Dean suggested that when Obama first became the nominee, he was worried about being an outcast, but then was put at ease that his 50-state strategy to contest elections and pour resources into races around the country would be the prevailing model.
“When the nominee becomes apparent, the nominee basically takes over the DNC, so basically I’ve had the first boss I’ve had in about 22 years,” said Dean.
In talking about the hard-fought primary later in the speech, he said, “When I started the 50-state strategy,” he said, “I didn’t mean that every one of the counties and states in the country was going to matter in the primary.”
Unlike Michelle Obama, Dean mentioned Hillary Clinton by name and made a concerted effort, after thanking the gay leaders in the room, to thank in particular “the people here who supported Hillary Clinton” and say how much he recognized “the emotional readjusting that has to go on in order for you to be here.”
He spoke about this for some time.
“When you don’t win a primary like that,” he said, “as I can personally attest, it is tough, it is really tough, especially when there is a deep emotional bond with the candidate and in this case her supporters, or Barack’s supporters as well. So whoever lost was going to have a really tough time. … I know personally — it is not easy and it is even harder for the supporters. So it is a special effort, those of you who are supporters of Senator Clinton, or have been supporters of Senator Clinton, so that you can contribute to the campaign of the person who beat Senator Clinton, and I recognize that and I deeply appreciate your willingness to put your country up front. And put aside your understandable deep emotional feelings about this campaign. We are a united Democratic Party.”

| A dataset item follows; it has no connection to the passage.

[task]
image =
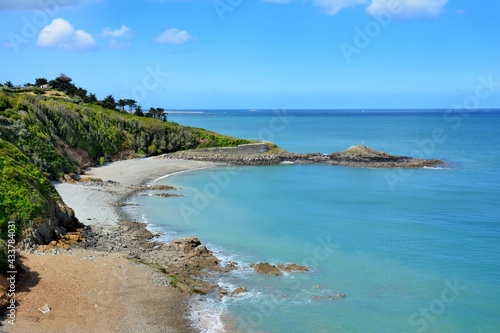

After his speech, as Dean rushed to the elevator to catch a plane, I asked him if he felt at all vindicated by the reemergence of the 50-state strategy after so many of the party’s leading donors and strategists, who favored a more traditional, targeted approach to expending Democratic resources, had spent so much time trashing it.
“I never talk about vindication — that’s a bad thing to do in politics,” said Dean. He went on to speak, again, about forthcoming Democratic victories across the country, including, he predicted, a takeover of the New York State Senate.
As the elevator doors slid open, a donor who had attended the fund-raiser wandered over and said, “Thank you for acknowledging Hillary supporters.”